PEC 33/2012: “Altera a redação dos arts. 129 e 228 da Constituição Federal, acrescentando um parágrafo único para prever a possibilidade de desconsideração da inimputabilidade penal de maiores de dezesseis anos e menores de dezoito anos por lei complementar.”

A PEC 33/2012 é inviável pois se o Ministério Público quiser, poderá pedir para desconsiderar a inimputabilidade, e o juiz decidiria se o adolescente tem capacidade para responder por seus delitos. Seriam necessários laudos psicológico e perícia psiquiátrica diante das infrações: crimes hediondos, tráfico de drogas, tortura e terrorismo ou reincidência na prática de lesão corporal grave e roubo qualificado. Esses laudos atrasariam os processos e congestionariam a rede pública de saúde. Ela apenas delegaria ao juiz a responsabilidade de decretar o adolescente como inimputável ou não.

O voto aos 16 anos nada tem a ver com a maioridade penal visto que ele não é obrigatório, e sim opcional, é um direito adquirido pela juventude. O voto não é vitalício e em caso de arrependimento ou decepção em relação a sua escolha, ele poderá corrigi-lo na eleição posterior.
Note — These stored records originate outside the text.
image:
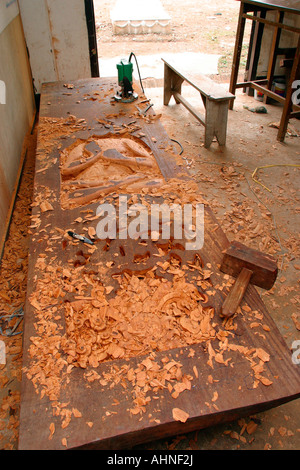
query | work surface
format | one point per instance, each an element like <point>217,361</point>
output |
<point>123,341</point>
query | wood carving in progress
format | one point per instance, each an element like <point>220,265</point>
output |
<point>119,162</point>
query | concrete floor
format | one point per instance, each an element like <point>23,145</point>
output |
<point>249,213</point>
<point>225,179</point>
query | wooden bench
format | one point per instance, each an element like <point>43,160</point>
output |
<point>215,98</point>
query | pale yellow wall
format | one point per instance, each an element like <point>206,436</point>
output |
<point>17,113</point>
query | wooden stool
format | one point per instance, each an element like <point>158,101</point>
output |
<point>215,99</point>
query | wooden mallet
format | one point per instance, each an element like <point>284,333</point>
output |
<point>247,265</point>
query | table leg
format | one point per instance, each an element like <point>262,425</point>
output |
<point>237,53</point>
<point>288,104</point>
<point>273,53</point>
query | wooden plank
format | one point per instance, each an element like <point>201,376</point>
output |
<point>204,85</point>
<point>234,371</point>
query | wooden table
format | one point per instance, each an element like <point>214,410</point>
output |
<point>256,11</point>
<point>239,367</point>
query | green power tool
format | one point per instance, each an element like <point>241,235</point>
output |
<point>126,94</point>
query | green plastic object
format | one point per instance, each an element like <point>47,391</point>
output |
<point>125,69</point>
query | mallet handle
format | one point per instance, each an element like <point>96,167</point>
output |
<point>236,294</point>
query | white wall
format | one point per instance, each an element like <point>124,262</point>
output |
<point>17,106</point>
<point>57,39</point>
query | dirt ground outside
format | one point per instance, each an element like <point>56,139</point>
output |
<point>207,27</point>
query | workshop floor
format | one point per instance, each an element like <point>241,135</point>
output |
<point>263,219</point>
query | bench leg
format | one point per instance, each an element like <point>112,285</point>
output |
<point>216,122</point>
<point>167,85</point>
<point>172,83</point>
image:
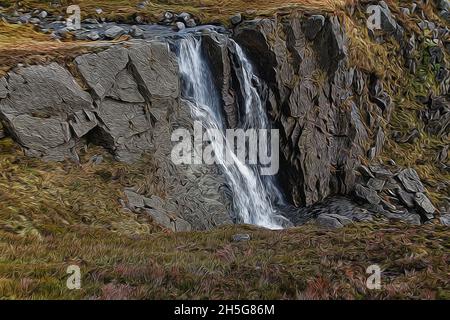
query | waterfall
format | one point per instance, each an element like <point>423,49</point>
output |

O Estatuto da Criança e do Adolescente (ECA) propõe que o adolescente que comete atos infracionais seja responsabilizado por eles por meio de medidas socioeducativas. Não é impunidade, é adequação, pois a sociedade deve buscar corrigir a conduta de seus cidadãos a partir de uma perspective educacional quando se tratar de adolescentes. O ECA prevê seis medidas educativas: advertência, obrigação de reparar o dano, prestação de serviços à comunidade, liberdade assistida, semiliberdade e internação e estas medidas devem ser aplicadas de acordo com a capacidade de cumpri-la, as circunstâncias do fato e a gravidade da infração.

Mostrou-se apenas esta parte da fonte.